Predatory and fleet, shapes lurk in the sodium lit shadows of the Newtown Pentacle, hungry and weird things that care little for the normal or expected. Feckless, physical cowards such as myself are given to certain spells… vulnerable panics best experienced in one’s own rooms, in the company of my little dog.
That’s when I woke from my dream of walking across a river, in some Shining City with its cyclopean vistas of titan cut stones and sky flung monoliths…
I’m all ‘effed up.
from wikipedia
The categorical view of psychosis is most associated with Emil Kraepelin, who created criteria for the medical diagnosis and classification of different forms of psychotic illness. Particularly, he made the distinction between dementia praecox (now called schizophrenia), manic depressive insanity and non-psychotic states. Modern diagnostic systems used in psychiatry (such as the DSM) maintain this categorical view.
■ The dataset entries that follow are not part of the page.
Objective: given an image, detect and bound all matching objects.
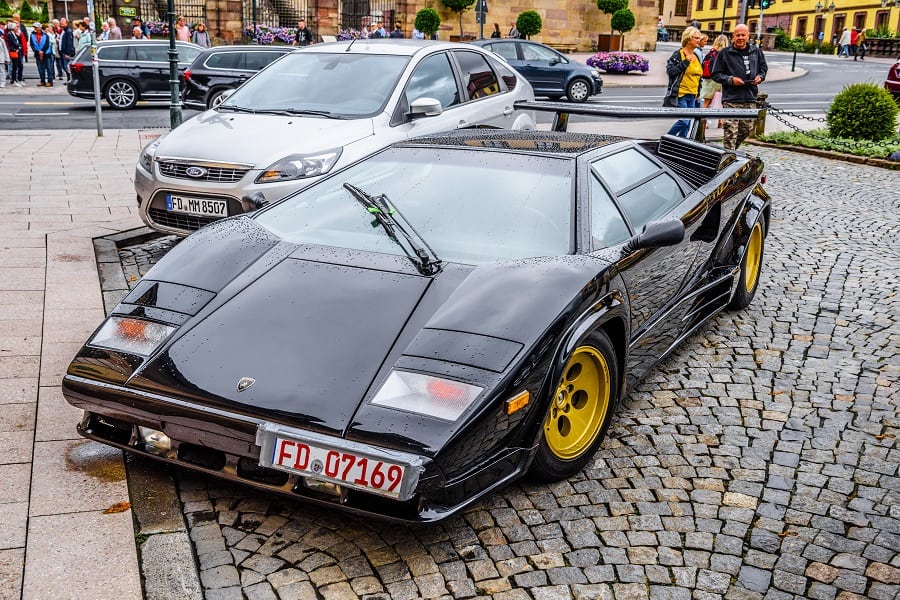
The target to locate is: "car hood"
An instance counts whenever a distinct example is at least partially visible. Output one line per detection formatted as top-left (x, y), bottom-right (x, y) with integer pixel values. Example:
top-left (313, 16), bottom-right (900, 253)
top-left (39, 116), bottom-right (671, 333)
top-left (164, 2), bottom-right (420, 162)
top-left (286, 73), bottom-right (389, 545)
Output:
top-left (156, 109), bottom-right (374, 169)
top-left (117, 218), bottom-right (612, 436)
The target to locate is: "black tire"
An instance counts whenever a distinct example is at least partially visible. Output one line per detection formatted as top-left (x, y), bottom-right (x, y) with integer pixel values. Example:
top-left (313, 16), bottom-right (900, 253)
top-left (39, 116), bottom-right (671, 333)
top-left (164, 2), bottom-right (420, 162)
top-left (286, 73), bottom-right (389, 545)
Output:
top-left (206, 88), bottom-right (231, 108)
top-left (728, 218), bottom-right (766, 310)
top-left (566, 77), bottom-right (593, 103)
top-left (103, 79), bottom-right (138, 110)
top-left (529, 332), bottom-right (619, 482)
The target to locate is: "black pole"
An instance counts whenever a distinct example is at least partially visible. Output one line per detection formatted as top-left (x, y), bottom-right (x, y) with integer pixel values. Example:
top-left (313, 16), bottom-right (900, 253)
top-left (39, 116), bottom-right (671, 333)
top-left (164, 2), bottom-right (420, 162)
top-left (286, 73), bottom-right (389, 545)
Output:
top-left (169, 0), bottom-right (181, 129)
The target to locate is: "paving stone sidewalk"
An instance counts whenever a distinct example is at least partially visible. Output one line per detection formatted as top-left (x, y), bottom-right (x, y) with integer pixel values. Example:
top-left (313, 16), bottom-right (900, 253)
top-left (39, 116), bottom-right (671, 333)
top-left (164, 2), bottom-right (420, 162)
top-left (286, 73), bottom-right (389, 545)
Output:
top-left (114, 147), bottom-right (900, 600)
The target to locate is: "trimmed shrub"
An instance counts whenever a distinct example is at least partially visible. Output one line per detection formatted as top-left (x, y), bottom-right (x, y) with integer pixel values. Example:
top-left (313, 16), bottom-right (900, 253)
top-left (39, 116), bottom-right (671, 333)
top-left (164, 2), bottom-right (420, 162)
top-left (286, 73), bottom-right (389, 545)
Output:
top-left (516, 10), bottom-right (544, 38)
top-left (825, 83), bottom-right (898, 141)
top-left (413, 8), bottom-right (441, 38)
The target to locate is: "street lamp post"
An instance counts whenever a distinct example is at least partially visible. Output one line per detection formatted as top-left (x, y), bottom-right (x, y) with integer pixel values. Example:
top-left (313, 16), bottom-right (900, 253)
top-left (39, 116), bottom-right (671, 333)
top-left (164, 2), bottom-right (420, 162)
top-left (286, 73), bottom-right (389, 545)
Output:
top-left (169, 0), bottom-right (181, 129)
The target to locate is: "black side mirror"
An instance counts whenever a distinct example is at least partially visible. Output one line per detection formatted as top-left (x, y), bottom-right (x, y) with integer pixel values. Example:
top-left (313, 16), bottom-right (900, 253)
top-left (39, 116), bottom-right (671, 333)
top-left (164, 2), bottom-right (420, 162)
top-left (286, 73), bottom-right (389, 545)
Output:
top-left (622, 219), bottom-right (684, 255)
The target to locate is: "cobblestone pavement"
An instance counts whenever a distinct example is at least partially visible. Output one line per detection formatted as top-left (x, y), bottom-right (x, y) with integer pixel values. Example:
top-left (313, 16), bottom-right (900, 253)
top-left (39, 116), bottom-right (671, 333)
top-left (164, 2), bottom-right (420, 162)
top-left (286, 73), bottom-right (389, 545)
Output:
top-left (116, 147), bottom-right (900, 600)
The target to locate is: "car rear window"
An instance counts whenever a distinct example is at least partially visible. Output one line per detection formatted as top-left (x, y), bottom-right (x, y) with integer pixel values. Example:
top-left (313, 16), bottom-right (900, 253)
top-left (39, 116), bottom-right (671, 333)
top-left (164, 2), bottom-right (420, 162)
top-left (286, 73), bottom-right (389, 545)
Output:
top-left (97, 46), bottom-right (128, 60)
top-left (206, 52), bottom-right (241, 69)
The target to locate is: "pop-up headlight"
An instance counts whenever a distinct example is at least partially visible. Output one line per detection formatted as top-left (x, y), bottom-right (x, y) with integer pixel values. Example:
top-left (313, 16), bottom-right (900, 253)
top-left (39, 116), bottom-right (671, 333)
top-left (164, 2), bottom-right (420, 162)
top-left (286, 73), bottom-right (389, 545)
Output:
top-left (88, 317), bottom-right (175, 356)
top-left (372, 371), bottom-right (484, 421)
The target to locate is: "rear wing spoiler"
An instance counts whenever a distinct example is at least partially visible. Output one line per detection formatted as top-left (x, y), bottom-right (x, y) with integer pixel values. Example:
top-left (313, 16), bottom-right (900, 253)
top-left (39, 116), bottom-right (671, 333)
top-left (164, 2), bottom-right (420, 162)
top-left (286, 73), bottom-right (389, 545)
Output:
top-left (515, 100), bottom-right (766, 141)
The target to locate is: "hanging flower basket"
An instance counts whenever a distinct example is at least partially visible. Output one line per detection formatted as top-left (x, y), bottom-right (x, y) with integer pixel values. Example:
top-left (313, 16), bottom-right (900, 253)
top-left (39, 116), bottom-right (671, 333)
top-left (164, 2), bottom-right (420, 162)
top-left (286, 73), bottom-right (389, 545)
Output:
top-left (586, 52), bottom-right (650, 73)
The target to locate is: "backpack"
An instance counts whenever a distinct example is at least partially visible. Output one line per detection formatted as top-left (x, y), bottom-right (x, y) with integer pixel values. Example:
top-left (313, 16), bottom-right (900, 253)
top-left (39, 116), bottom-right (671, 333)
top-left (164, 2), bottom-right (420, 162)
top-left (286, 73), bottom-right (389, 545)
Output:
top-left (702, 50), bottom-right (719, 79)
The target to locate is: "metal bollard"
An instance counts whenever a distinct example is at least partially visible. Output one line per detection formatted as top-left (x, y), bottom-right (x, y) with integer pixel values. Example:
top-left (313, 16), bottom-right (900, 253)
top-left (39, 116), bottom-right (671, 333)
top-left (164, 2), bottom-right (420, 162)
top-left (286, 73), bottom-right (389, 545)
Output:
top-left (753, 93), bottom-right (769, 137)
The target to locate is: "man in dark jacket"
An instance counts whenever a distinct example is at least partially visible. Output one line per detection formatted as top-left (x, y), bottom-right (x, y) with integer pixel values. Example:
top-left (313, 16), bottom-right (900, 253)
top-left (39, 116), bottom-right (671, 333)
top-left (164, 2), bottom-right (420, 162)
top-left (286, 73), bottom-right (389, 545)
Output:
top-left (57, 17), bottom-right (75, 81)
top-left (712, 24), bottom-right (769, 150)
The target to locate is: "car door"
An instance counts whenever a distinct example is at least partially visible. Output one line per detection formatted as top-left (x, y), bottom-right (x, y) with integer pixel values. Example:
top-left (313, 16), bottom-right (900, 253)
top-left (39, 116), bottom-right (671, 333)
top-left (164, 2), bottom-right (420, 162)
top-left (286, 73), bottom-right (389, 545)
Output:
top-left (129, 44), bottom-right (169, 98)
top-left (451, 50), bottom-right (515, 129)
top-left (591, 146), bottom-right (705, 370)
top-left (516, 42), bottom-right (566, 95)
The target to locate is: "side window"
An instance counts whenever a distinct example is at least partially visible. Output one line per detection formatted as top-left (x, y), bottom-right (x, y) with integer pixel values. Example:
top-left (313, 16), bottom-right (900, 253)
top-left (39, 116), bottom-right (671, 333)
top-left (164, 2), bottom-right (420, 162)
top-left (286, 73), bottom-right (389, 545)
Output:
top-left (454, 52), bottom-right (500, 100)
top-left (132, 44), bottom-right (168, 62)
top-left (618, 173), bottom-right (684, 231)
top-left (519, 44), bottom-right (560, 62)
top-left (206, 52), bottom-right (241, 69)
top-left (243, 52), bottom-right (281, 71)
top-left (591, 177), bottom-right (631, 249)
top-left (404, 53), bottom-right (459, 108)
top-left (490, 43), bottom-right (518, 60)
top-left (97, 46), bottom-right (128, 60)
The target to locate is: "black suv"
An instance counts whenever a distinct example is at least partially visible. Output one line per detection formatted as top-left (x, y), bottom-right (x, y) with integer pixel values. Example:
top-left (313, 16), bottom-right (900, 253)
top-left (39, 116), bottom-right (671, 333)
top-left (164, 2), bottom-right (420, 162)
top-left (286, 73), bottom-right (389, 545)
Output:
top-left (66, 40), bottom-right (203, 110)
top-left (182, 46), bottom-right (296, 110)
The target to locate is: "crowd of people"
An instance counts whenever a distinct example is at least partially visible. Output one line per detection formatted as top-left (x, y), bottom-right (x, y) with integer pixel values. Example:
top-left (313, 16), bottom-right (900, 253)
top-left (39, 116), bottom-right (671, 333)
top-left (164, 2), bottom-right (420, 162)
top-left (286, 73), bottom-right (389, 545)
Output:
top-left (663, 24), bottom-right (769, 150)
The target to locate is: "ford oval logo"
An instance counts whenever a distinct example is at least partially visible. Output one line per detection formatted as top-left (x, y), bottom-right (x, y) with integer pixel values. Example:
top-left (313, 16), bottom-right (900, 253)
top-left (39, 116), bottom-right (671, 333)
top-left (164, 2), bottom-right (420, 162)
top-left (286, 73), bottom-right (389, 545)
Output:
top-left (184, 167), bottom-right (206, 177)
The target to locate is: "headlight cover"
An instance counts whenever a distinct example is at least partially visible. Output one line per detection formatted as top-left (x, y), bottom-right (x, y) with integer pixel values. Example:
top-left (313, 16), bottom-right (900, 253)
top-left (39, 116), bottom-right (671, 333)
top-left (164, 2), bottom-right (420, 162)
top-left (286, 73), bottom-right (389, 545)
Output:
top-left (88, 317), bottom-right (175, 356)
top-left (371, 371), bottom-right (484, 421)
top-left (138, 137), bottom-right (162, 172)
top-left (256, 148), bottom-right (341, 183)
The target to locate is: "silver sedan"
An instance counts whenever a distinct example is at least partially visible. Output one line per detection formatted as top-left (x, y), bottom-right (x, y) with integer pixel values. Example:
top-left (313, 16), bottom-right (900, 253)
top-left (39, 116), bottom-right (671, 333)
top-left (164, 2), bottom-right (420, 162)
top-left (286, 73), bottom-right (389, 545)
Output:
top-left (135, 39), bottom-right (535, 235)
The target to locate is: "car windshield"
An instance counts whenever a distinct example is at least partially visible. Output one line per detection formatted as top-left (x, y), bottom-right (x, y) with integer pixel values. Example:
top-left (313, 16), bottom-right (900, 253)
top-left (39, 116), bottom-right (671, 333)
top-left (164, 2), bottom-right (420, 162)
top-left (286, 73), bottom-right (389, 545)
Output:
top-left (221, 51), bottom-right (409, 118)
top-left (256, 148), bottom-right (574, 264)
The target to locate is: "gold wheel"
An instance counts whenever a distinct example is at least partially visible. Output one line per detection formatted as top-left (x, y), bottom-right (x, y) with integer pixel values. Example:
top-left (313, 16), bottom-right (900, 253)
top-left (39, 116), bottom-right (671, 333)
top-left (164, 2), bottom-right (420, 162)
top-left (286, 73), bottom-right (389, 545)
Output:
top-left (544, 346), bottom-right (611, 460)
top-left (744, 221), bottom-right (762, 293)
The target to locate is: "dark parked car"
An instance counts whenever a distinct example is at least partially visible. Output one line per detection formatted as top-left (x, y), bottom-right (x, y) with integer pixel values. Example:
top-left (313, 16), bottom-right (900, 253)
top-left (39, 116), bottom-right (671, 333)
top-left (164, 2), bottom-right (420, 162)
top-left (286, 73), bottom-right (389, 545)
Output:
top-left (62, 129), bottom-right (771, 521)
top-left (66, 40), bottom-right (203, 110)
top-left (884, 58), bottom-right (900, 104)
top-left (472, 39), bottom-right (603, 102)
top-left (182, 46), bottom-right (296, 110)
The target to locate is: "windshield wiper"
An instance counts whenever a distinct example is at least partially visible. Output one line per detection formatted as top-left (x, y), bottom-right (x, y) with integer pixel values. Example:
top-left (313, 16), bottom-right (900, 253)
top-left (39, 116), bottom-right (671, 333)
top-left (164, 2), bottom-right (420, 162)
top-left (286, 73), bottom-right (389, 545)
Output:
top-left (344, 183), bottom-right (441, 275)
top-left (256, 108), bottom-right (346, 119)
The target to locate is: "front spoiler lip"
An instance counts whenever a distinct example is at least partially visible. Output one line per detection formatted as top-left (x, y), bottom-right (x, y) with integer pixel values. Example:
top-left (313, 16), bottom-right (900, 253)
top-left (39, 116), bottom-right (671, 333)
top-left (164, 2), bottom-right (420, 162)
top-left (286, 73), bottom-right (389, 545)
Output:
top-left (63, 374), bottom-right (534, 524)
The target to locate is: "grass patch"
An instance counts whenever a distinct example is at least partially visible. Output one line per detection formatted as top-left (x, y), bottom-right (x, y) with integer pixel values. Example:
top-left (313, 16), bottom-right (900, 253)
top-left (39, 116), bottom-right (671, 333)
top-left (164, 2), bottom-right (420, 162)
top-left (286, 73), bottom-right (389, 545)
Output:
top-left (759, 129), bottom-right (900, 158)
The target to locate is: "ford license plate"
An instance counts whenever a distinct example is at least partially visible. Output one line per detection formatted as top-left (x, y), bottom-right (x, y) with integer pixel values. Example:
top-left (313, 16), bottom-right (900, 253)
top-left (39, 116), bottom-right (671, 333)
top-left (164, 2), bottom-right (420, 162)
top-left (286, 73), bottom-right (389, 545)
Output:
top-left (166, 194), bottom-right (228, 217)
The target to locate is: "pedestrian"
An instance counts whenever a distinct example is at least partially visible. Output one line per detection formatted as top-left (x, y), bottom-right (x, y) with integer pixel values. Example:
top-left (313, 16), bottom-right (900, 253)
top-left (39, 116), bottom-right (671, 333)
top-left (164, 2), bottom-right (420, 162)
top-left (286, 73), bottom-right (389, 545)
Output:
top-left (56, 18), bottom-right (75, 81)
top-left (175, 16), bottom-right (191, 42)
top-left (712, 23), bottom-right (769, 150)
top-left (663, 27), bottom-right (703, 137)
top-left (5, 21), bottom-right (25, 87)
top-left (191, 23), bottom-right (211, 48)
top-left (0, 22), bottom-right (9, 88)
top-left (700, 35), bottom-right (728, 108)
top-left (294, 19), bottom-right (314, 46)
top-left (106, 17), bottom-right (122, 40)
top-left (838, 27), bottom-right (850, 58)
top-left (75, 21), bottom-right (93, 53)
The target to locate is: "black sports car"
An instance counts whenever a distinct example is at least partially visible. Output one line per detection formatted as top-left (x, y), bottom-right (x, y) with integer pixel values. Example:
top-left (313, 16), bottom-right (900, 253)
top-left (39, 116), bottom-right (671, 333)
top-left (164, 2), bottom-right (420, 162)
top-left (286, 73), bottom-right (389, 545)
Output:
top-left (63, 130), bottom-right (770, 521)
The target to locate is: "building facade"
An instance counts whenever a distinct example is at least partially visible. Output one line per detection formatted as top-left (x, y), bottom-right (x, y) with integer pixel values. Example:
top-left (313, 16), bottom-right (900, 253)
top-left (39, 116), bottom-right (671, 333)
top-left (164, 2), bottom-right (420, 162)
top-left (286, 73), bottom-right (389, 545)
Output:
top-left (49, 0), bottom-right (664, 51)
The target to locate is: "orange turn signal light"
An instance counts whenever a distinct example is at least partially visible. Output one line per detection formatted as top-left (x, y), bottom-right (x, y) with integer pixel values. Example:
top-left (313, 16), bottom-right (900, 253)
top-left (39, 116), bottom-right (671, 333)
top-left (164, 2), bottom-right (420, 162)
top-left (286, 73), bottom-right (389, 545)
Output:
top-left (506, 391), bottom-right (531, 415)
top-left (118, 319), bottom-right (147, 339)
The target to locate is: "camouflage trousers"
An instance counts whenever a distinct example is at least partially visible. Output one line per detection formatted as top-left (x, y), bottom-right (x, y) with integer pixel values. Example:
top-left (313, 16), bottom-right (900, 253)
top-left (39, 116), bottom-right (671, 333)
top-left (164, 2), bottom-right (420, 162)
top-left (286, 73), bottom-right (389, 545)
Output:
top-left (722, 102), bottom-right (756, 150)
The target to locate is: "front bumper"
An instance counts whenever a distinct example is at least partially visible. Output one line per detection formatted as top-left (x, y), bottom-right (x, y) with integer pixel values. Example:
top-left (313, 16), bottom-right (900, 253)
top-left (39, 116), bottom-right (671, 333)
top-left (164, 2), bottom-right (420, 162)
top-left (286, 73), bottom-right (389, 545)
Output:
top-left (62, 375), bottom-right (534, 523)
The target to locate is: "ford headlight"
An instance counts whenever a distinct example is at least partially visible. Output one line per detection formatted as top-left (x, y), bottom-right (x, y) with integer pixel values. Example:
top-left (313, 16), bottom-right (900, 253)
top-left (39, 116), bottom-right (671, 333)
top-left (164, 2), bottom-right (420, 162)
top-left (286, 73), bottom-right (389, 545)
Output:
top-left (256, 148), bottom-right (341, 183)
top-left (138, 137), bottom-right (162, 173)
top-left (88, 317), bottom-right (175, 356)
top-left (372, 371), bottom-right (484, 421)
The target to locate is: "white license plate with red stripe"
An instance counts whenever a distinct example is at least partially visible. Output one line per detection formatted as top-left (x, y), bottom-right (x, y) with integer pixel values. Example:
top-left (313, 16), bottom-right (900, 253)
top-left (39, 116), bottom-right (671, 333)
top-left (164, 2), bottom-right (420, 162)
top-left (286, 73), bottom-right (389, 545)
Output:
top-left (257, 425), bottom-right (419, 500)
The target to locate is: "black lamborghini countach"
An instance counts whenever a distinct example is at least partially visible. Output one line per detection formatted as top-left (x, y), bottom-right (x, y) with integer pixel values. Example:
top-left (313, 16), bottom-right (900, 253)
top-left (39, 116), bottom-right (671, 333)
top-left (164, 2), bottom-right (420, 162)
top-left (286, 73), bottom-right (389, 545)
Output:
top-left (63, 130), bottom-right (770, 522)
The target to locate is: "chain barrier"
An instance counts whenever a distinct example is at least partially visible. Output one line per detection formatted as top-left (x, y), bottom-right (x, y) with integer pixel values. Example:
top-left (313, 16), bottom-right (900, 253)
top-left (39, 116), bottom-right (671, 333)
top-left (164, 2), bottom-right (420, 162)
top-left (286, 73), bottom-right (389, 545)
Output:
top-left (760, 102), bottom-right (900, 150)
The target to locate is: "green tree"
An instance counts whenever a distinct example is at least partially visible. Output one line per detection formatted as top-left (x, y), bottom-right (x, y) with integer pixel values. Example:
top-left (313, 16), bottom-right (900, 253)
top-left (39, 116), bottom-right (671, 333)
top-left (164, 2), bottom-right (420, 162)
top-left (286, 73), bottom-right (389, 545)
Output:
top-left (597, 0), bottom-right (628, 35)
top-left (441, 0), bottom-right (475, 37)
top-left (516, 10), bottom-right (544, 39)
top-left (413, 8), bottom-right (441, 38)
top-left (609, 8), bottom-right (634, 49)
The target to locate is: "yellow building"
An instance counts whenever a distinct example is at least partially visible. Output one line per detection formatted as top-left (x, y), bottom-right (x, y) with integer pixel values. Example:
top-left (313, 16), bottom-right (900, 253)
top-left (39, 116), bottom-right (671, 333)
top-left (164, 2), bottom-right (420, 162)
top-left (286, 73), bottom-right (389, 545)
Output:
top-left (690, 0), bottom-right (900, 42)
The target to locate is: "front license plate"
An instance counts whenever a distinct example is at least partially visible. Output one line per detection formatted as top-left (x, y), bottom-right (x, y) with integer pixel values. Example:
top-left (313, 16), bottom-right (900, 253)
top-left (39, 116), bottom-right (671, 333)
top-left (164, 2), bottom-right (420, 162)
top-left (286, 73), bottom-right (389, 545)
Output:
top-left (268, 435), bottom-right (407, 498)
top-left (166, 194), bottom-right (228, 217)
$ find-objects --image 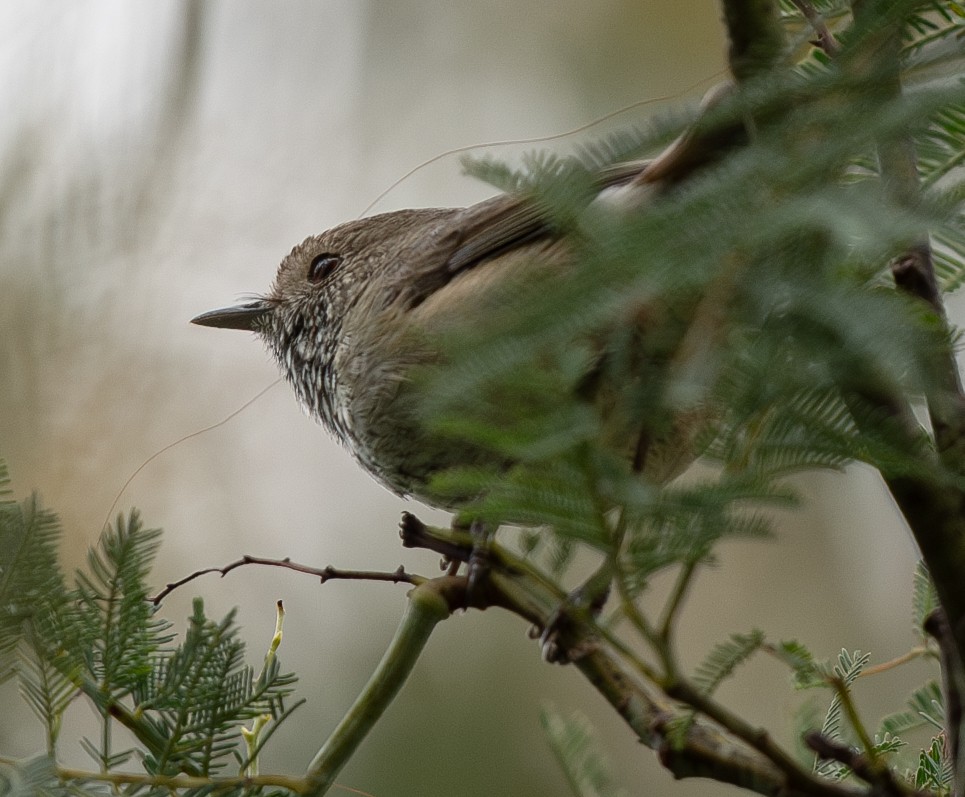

In contrast, psychiatrist Eugen Bleuler did not believe there was a clear separation between sanity and madness, and that psychosis was simply an extreme expression of thoughts and behaviours that could be present to varying degrees throughout the population.
This was picked up by psychologists such as Hans Eysenck and Gordon Claridge who sought to understand this variation in unusual thought and behaviour in terms of personality theory. This was conceptualised by Eysenck as a single personality trait named psychoticism.
Claridge named his concept schizotypy and by examining unusual experiences in the general population and the clustering of symptoms in diagnosed schizophrenia, Claridge’s work suggested that this personality trait was much more complex, and could break down into four factors.